Confluent is a Silicon Valley based software company most well known for Apache Kafka®. Their streaming platform, based on Kafka, enables companies to easily access data as real-time streams. Confluent’s cloud-native platform is designed for real-time data and enables companies to connect applications that utilize real-time streams to make decisions immediately if need be.
To meet their strict performance and availability SLAs for Confluent Cloud, their fully managed data streaming platform, Confluent built an internal-facing observability application powered by Apache Druid. Confluent turned to Druid because their existing NoSQL database could not keep up with their data growth.

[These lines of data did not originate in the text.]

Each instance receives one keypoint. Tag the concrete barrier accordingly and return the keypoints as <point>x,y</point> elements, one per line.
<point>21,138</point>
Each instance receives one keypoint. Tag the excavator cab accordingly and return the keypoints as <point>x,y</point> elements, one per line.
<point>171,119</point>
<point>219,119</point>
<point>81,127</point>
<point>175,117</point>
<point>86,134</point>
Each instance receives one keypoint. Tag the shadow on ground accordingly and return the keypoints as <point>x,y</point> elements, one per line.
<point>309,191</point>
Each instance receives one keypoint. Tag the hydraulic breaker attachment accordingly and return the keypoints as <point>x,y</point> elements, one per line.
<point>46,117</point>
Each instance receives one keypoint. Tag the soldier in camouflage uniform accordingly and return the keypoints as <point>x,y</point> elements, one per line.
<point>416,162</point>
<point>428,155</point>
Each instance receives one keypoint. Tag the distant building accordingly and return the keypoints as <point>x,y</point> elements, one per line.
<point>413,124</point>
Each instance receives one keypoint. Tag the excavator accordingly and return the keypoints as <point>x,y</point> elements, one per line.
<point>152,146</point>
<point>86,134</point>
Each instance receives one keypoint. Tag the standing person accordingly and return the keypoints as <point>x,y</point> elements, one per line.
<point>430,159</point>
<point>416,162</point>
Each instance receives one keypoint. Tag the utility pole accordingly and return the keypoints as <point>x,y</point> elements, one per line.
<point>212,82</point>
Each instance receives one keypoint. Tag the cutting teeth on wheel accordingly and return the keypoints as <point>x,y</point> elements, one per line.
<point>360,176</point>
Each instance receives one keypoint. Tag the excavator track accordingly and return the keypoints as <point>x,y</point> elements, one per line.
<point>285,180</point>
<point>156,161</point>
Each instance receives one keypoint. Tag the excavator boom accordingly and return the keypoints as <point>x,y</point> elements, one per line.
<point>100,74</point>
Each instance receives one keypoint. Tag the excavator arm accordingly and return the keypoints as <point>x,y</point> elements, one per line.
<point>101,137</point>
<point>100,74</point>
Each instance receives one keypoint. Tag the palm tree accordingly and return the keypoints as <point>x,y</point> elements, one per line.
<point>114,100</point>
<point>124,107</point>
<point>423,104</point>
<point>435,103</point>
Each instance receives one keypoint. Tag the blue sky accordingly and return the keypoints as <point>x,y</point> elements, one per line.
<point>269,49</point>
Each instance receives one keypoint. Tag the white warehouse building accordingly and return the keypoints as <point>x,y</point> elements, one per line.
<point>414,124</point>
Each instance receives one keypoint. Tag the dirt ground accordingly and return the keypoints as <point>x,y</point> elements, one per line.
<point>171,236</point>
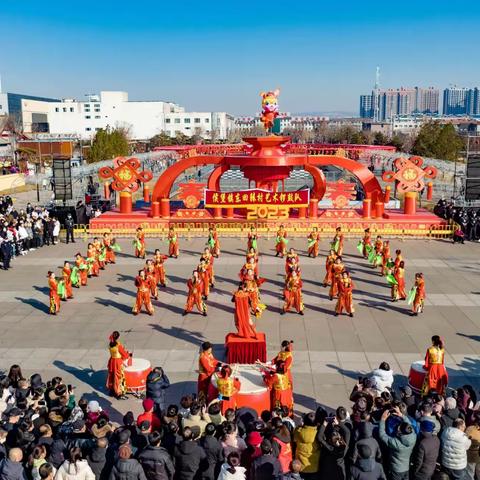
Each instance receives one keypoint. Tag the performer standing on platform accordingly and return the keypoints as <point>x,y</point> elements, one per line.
<point>195,290</point>
<point>243,321</point>
<point>437,376</point>
<point>337,268</point>
<point>67,273</point>
<point>419,292</point>
<point>345,291</point>
<point>281,389</point>
<point>139,243</point>
<point>207,366</point>
<point>330,260</point>
<point>285,355</point>
<point>173,249</point>
<point>213,242</point>
<point>116,376</point>
<point>158,263</point>
<point>281,242</point>
<point>252,240</point>
<point>293,295</point>
<point>92,261</point>
<point>313,241</point>
<point>337,242</point>
<point>143,294</point>
<point>54,298</point>
<point>228,388</point>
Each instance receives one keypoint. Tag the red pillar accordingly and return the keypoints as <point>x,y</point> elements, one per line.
<point>313,210</point>
<point>155,210</point>
<point>410,203</point>
<point>125,202</point>
<point>165,208</point>
<point>367,208</point>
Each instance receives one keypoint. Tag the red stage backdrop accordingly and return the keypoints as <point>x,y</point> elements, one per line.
<point>256,197</point>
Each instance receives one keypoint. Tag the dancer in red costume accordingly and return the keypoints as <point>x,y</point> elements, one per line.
<point>66,274</point>
<point>173,249</point>
<point>207,366</point>
<point>54,298</point>
<point>337,268</point>
<point>158,263</point>
<point>437,376</point>
<point>345,299</point>
<point>227,387</point>
<point>313,241</point>
<point>139,243</point>
<point>243,321</point>
<point>281,242</point>
<point>143,294</point>
<point>195,290</point>
<point>116,376</point>
<point>293,295</point>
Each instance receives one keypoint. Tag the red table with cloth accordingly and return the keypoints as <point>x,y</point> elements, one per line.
<point>245,350</point>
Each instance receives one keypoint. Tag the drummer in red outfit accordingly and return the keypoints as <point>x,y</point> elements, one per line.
<point>116,376</point>
<point>149,415</point>
<point>228,388</point>
<point>437,376</point>
<point>207,366</point>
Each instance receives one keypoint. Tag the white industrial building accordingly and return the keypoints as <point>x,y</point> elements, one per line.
<point>143,119</point>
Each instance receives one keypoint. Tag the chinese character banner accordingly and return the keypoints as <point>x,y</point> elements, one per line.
<point>248,198</point>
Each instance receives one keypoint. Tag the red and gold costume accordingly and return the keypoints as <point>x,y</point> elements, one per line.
<point>367,242</point>
<point>116,376</point>
<point>243,321</point>
<point>109,252</point>
<point>345,299</point>
<point>66,272</point>
<point>293,295</point>
<point>207,364</point>
<point>437,376</point>
<point>228,388</point>
<point>54,298</point>
<point>173,249</point>
<point>158,263</point>
<point>398,291</point>
<point>281,390</point>
<point>195,291</point>
<point>330,260</point>
<point>82,270</point>
<point>337,269</point>
<point>93,266</point>
<point>143,296</point>
<point>420,295</point>
<point>140,244</point>
<point>281,245</point>
<point>313,241</point>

With Confluent Cloud, Confluent manages a large number of multi-tenant Apache Kafka clusters across multiple cloud providers, including Azure, GCP, and AWS. To deliver the best user experience running on their infrastructure, it’s critical Confluent has real-time monitoring and operational visibility for their customer’s mission-critical workloads. Confluent’s first attempt at building an observability pipeline was with a NoSQL database to store and query telemetry data. As the volume of data grew, Confluent’s legacy pipeline struggled to keep up with their data ingestion and query loads. Next, they looked into off the shelf observability solutions but quickly determined these could not handle their requirements.
Confluent evaluated both Apache Druid and Clickhouse. They quickly ruled out Clickhouse because they found it required writing C++ plugins if they wanted to read custom format data from Kafka. Ultimately, they chose Druid as the database to power their next-gen observability platform.

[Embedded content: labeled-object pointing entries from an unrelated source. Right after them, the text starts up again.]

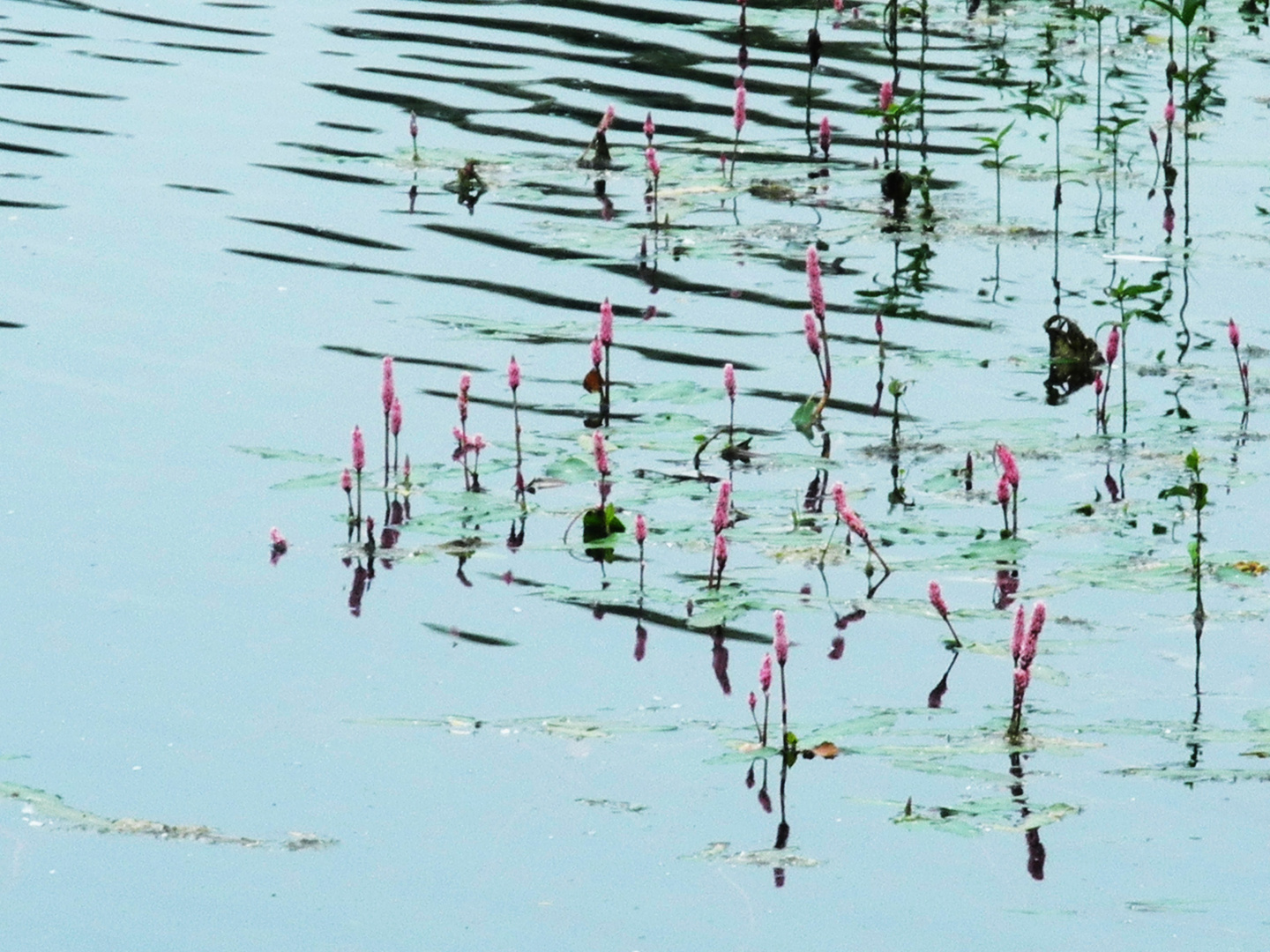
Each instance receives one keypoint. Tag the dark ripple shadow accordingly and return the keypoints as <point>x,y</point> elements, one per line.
<point>29,150</point>
<point>112,57</point>
<point>324,234</point>
<point>208,190</point>
<point>421,361</point>
<point>201,48</point>
<point>325,175</point>
<point>55,127</point>
<point>49,90</point>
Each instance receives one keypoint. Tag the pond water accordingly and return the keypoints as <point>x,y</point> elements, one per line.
<point>492,734</point>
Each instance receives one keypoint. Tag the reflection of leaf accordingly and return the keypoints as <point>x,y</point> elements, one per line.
<point>54,807</point>
<point>292,456</point>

All Confluent Cloud clusters, as well as customer-managed, Health+-enabled clusters, publish metrics data to Confluent’s telemetry pipeline. Under the hood, the telemetry pipeline uses a Confluent Cloud Kafka cluster to transport data to Druid. From there, Druid’s real-time ingestion consumes high volumes of data from the Kafka cluster and ultimately provides low-level queries.
Confluent engineers often execute ad hoc queries directly against Druid for debugging purposes in their cloud infrastructure. This has helped Confluent tune configurations such as memory size, disk size, load-balancing thresholds, throttling thresholds, and more. With Druid, Confluent is able to have self-balancing enabled on Coniuent Cloud to continuously monitor resource utilization of their cluster and load load-balance when necessary.

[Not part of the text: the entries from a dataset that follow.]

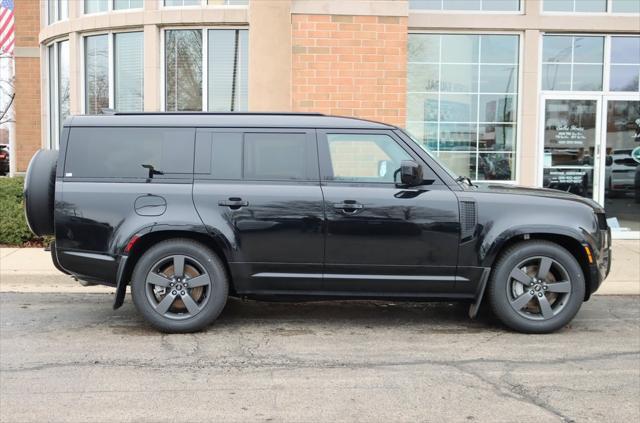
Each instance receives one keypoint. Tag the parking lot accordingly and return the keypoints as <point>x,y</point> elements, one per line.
<point>70,357</point>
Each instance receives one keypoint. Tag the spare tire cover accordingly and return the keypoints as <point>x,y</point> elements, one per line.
<point>39,192</point>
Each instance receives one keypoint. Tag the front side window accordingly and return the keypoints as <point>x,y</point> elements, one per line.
<point>96,73</point>
<point>224,63</point>
<point>122,152</point>
<point>466,5</point>
<point>462,101</point>
<point>572,63</point>
<point>625,64</point>
<point>365,157</point>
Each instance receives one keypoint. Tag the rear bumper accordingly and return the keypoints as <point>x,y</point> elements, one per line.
<point>91,267</point>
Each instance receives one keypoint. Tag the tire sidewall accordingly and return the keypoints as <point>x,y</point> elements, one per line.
<point>212,264</point>
<point>500,278</point>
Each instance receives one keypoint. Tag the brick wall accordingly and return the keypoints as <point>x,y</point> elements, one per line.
<point>350,65</point>
<point>27,83</point>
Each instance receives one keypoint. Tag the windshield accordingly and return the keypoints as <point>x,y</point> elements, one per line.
<point>431,154</point>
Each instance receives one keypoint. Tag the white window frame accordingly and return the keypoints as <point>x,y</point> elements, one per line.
<point>204,32</point>
<point>518,133</point>
<point>111,7</point>
<point>442,10</point>
<point>111,35</point>
<point>57,4</point>
<point>53,126</point>
<point>602,97</point>
<point>607,12</point>
<point>203,3</point>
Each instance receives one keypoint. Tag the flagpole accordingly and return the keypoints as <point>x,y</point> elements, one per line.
<point>12,118</point>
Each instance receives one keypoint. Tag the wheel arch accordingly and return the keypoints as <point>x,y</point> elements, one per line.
<point>148,240</point>
<point>568,242</point>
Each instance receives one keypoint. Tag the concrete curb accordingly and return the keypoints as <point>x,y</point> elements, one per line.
<point>31,270</point>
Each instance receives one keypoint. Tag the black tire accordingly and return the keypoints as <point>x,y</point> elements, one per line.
<point>562,287</point>
<point>179,318</point>
<point>39,192</point>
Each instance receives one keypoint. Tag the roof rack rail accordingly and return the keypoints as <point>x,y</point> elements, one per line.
<point>221,113</point>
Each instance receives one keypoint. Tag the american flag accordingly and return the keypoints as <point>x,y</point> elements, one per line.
<point>7,27</point>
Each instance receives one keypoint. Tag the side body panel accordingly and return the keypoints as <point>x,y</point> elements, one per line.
<point>273,228</point>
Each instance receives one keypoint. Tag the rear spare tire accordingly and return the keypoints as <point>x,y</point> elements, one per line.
<point>39,192</point>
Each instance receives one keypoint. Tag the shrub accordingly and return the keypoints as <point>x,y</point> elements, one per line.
<point>13,226</point>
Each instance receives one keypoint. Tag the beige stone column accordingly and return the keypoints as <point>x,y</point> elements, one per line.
<point>270,55</point>
<point>528,153</point>
<point>153,85</point>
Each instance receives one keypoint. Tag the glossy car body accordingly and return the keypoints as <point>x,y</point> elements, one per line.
<point>316,238</point>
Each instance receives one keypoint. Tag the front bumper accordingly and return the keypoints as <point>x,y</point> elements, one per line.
<point>601,266</point>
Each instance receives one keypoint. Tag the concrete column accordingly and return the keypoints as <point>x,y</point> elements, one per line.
<point>75,72</point>
<point>270,55</point>
<point>153,85</point>
<point>529,143</point>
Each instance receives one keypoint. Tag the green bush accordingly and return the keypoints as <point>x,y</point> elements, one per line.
<point>13,226</point>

“Our North Star vision is to automate all of our Druid deployments using a one-click solution and make Druid completely self-service internally within Confluent to support a variety of use cases. And, we are striding toward this vision while continuing to power cloud-scale analytics!”
With Druid, they now handle 100x of the data volume and query load, deliver sub-second query latencies on high cardinality metrics, and get native Kafka ingestion. By ingesting over 3.5 million events per second and handling hundreds of queries on top of that, Confluent has real-time insights into the operations of thousands of clusters within Confluent Cloud. Confluent also leveraged Druid to build an externally-facing application, Confluent Health+, which extends performance and health insights to their customers.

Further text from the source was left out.